Sie runzelte leicht die Stirn. »Du wirst doch nicht glauben, daß du den Sudhoffs als Schwiegersohn willkommen bist.«

»Ich wiege mich nicht in dem Glauben, und wir werden trotzdem heiraten.«

»Na gut, dein Wort in Gottes Ohr«, sagte sie anzüglich.

»Du entwickelst dich zu einem richtigen kleinen Biest«, stellte Uli fest.

»Selbstschutz, lieber Bruder, auch deine kleine Schwester ist einigen Gefahren ausgesetzt, aber du wirst hoffentlich merken, daß sie sich sehr gut selbst verteidigen kann. Man bekommt Haare auf den Zähnen.«

Jetzt mußte er doch lachen. »Dafür sehen sie aber sehr schön aus.«

»Ich oder die Zähne?« gab sie ebenfalls lachend zurück.

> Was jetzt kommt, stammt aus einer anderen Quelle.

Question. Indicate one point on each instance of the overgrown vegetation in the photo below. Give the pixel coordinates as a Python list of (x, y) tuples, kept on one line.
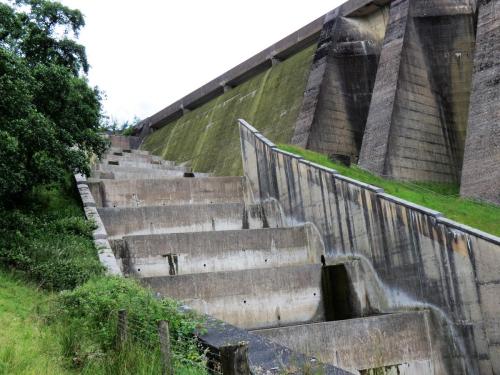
[(50, 120), (90, 313), (49, 238), (50, 241), (441, 197), (49, 115), (75, 332), (27, 344)]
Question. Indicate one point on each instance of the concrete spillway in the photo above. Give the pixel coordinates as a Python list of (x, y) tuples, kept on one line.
[(204, 241)]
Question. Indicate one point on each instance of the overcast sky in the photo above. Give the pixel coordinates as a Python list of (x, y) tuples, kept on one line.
[(147, 54)]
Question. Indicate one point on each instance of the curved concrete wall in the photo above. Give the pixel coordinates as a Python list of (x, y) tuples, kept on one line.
[(419, 257)]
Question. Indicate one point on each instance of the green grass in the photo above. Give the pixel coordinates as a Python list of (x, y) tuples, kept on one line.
[(27, 344), (440, 197), (207, 138), (46, 246)]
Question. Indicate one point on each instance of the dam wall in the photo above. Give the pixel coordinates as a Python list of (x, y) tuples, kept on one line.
[(408, 89), (419, 258), (201, 138)]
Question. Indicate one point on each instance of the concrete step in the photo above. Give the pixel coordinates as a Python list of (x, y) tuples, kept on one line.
[(202, 252), (124, 141), (106, 158), (129, 173), (138, 166), (401, 341), (180, 190), (125, 151), (187, 218), (251, 299)]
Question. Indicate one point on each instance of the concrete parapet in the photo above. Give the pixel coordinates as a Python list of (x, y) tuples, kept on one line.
[(256, 298), (180, 190), (419, 257), (218, 251), (99, 234)]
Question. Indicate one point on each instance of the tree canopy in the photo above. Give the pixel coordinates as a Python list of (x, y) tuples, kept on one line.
[(49, 115)]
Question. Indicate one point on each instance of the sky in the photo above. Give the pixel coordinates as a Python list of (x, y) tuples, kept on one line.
[(147, 54)]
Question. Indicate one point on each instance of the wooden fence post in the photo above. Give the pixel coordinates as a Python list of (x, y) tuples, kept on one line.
[(234, 359), (165, 347), (122, 328)]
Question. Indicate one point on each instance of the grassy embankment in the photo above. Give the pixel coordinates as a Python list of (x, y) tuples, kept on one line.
[(58, 311), (440, 197)]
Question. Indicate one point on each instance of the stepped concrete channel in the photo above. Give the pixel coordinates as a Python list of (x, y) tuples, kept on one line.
[(261, 278)]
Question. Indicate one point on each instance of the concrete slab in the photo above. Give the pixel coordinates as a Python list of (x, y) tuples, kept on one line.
[(136, 173), (364, 343), (186, 218), (265, 356), (180, 190), (251, 299), (137, 167), (202, 252)]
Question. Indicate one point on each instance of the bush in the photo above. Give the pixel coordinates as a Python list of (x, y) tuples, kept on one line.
[(50, 117), (90, 315), (49, 239)]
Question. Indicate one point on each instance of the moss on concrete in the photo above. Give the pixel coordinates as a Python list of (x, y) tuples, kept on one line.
[(208, 139)]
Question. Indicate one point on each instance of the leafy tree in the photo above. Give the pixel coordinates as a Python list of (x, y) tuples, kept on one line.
[(49, 115)]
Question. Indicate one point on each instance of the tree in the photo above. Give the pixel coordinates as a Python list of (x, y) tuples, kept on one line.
[(49, 115)]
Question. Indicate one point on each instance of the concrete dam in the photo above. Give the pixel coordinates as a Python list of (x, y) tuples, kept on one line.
[(407, 89), (317, 271), (252, 253)]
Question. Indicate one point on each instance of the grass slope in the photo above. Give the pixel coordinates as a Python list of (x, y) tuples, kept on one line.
[(441, 197), (27, 344), (208, 139)]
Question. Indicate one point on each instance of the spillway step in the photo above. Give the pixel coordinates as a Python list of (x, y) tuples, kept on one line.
[(187, 218), (179, 190), (251, 299), (202, 252)]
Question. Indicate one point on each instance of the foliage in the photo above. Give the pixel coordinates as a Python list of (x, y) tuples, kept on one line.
[(90, 316), (437, 196), (50, 239), (27, 344), (37, 339), (49, 116)]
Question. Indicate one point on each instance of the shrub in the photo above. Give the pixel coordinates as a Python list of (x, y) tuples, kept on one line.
[(49, 239), (90, 315)]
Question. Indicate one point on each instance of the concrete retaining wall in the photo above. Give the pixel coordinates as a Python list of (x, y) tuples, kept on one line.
[(419, 257), (100, 236), (402, 341)]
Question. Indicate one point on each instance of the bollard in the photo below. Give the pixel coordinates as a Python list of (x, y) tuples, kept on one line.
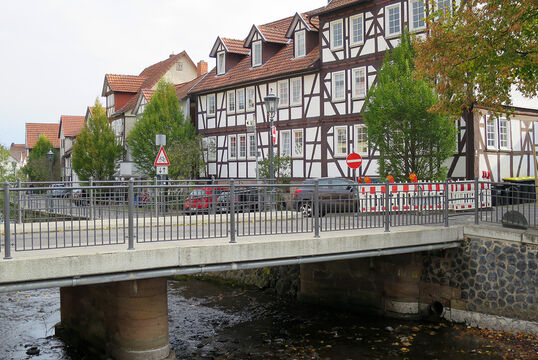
[(131, 212), (316, 208), (476, 202), (387, 206), (92, 202), (231, 199), (19, 201), (7, 230), (446, 203)]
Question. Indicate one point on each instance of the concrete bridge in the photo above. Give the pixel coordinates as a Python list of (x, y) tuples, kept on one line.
[(113, 290)]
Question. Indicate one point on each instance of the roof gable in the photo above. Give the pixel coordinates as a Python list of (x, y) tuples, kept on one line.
[(50, 131), (310, 23), (71, 125)]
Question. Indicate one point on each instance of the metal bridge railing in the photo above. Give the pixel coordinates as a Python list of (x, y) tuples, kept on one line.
[(41, 216)]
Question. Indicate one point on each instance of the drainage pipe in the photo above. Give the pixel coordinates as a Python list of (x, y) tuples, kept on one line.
[(147, 274)]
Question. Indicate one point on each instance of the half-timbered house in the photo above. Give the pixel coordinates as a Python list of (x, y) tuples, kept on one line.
[(321, 64)]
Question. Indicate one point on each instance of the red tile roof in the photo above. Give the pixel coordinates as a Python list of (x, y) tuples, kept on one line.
[(50, 131), (281, 63), (235, 46), (151, 75), (275, 31), (334, 5), (72, 125), (124, 83)]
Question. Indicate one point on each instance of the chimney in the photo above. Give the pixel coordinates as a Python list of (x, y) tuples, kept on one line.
[(201, 68)]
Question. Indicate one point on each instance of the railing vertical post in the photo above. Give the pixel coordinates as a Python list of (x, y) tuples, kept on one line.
[(476, 201), (446, 203), (19, 201), (92, 200), (316, 208), (7, 231), (131, 213), (387, 206), (231, 201)]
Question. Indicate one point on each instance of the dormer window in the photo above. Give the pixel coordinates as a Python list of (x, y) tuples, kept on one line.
[(337, 34), (221, 63), (300, 44), (256, 53)]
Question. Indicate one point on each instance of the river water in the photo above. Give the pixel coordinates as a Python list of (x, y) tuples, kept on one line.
[(209, 320)]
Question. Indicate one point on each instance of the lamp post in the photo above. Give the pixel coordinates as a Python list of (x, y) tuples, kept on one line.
[(271, 103), (50, 157)]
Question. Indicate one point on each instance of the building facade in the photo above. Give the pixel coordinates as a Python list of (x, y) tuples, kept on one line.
[(321, 64)]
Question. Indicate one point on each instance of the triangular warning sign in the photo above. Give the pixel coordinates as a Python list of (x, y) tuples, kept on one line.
[(161, 158)]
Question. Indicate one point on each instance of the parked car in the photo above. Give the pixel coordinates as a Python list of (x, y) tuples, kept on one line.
[(202, 199), (245, 199), (335, 195), (58, 190), (515, 190)]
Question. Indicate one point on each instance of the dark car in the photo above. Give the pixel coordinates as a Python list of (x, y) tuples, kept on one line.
[(245, 199), (202, 199), (514, 191), (335, 195)]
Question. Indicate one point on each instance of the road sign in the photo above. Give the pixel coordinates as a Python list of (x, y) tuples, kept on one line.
[(354, 160), (161, 158), (162, 170)]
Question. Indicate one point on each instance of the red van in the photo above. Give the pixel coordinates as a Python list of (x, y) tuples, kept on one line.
[(201, 199)]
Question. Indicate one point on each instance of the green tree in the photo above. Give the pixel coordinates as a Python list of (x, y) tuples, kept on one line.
[(409, 138), (476, 53), (187, 158), (162, 115), (38, 165), (282, 168), (96, 151)]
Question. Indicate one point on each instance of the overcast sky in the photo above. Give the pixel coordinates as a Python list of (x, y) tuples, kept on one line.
[(54, 53)]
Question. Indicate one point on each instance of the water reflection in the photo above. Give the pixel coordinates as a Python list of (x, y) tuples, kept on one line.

»Natürlich die Zähne, aber du bist auch nicht zu verachten. Deshalb darf dein großer Bruder doch auch immer noch ein bißchen aufpassen.«

»Ist schon okay, Uli, du darfst.«

Richtigen Streit gab es zwischen ihnen nie, aber sie hatten beide ihre eigenen Ansichten und auch einen starken Charakter. Jedenfalls herrschte wieder Frieden, als Heike heimkam, ziemlich geschafft, wie sie auch zugab, und das war selten genug der Fall.

»Fehlt dir was, Mutsch?« erkundigte sich Uli besorgt.

»Ich habe irrsinnige Kopfschmerzen und weiß nicht woher«, erwiderte sie müde.

»Das kann auch vom Hunger kommen«, meinte Angela.

»Bestimmt nicht. Appetit habe ich auch nicht«, sagte Heike. »Ich gehe ins Bad, vielleicht wird es mir wohler.«

»Ich mache uns einen Tee, und das Essen steht auch schon auf dem Herd«, erklärte Angela.

»Und ich habe dir auch deine Lieblingspralinen mitgebracht, Mutsch«, sagte Uli.

»Ihr seid lieb«, sagte sie leise. »Aber anscheinend soll ich mich nicht freuen dürfen.«

Mit diesen rätselhaften Worten entschwand sie, und die beiden schauten sich nachdenklich an.

»Es scheint was passiert zu sein«, sagte Angela nachdenklich. »Sind in der Zentrale eigentlich auch viele in Urlaub?«

»Sie sind gut besetzt, das muß ja auch sein«, erwiderte Uli, »aber es sind schon ein paar Dämchen da, die sich mächtig aufspielen. Aber Theo würde nie etwas auf Mutsch kommen lassen, in dieser Beziehung magst du recht haben mit deiner Andeutung. Er ist ein netter Mensch und ein cleverer Geschäftsmann. Wenn man sich vorstellt, was er auf die Beine gebracht hat…«

»Er hat ein tolles Haus und bestimmt ein dickes Bankkonto, darauf sind doch die meisten Frauen scharf«, warf Angela ein. »Und da könnte es schon sein, daß eine dabei ist, die Mutti mies macht, um sich bei ihm einzuschmeicheln.«

»So leicht ist Theo nicht zu beeinflussen«, sagte Uli. »Warten wir ab, was Mutti sagt.«

Heike war nach dem Bad gleich in ihrem Schlafzimmer verschwunden. Die Kopfschmerzen waren nicht besser geworden, und sie nahm diesmal sogar eine Tablette, was sie sonst weitgehendst unterließ. Ihr war so heiß und kalt, und dann bekam sie einen richtigen Schüttelfrost, aber sie wollte nicht nach Angela und Uli rufen. Nach ihm schon gar nicht, weil sie ja wußte, daß er nachts fahren mußte.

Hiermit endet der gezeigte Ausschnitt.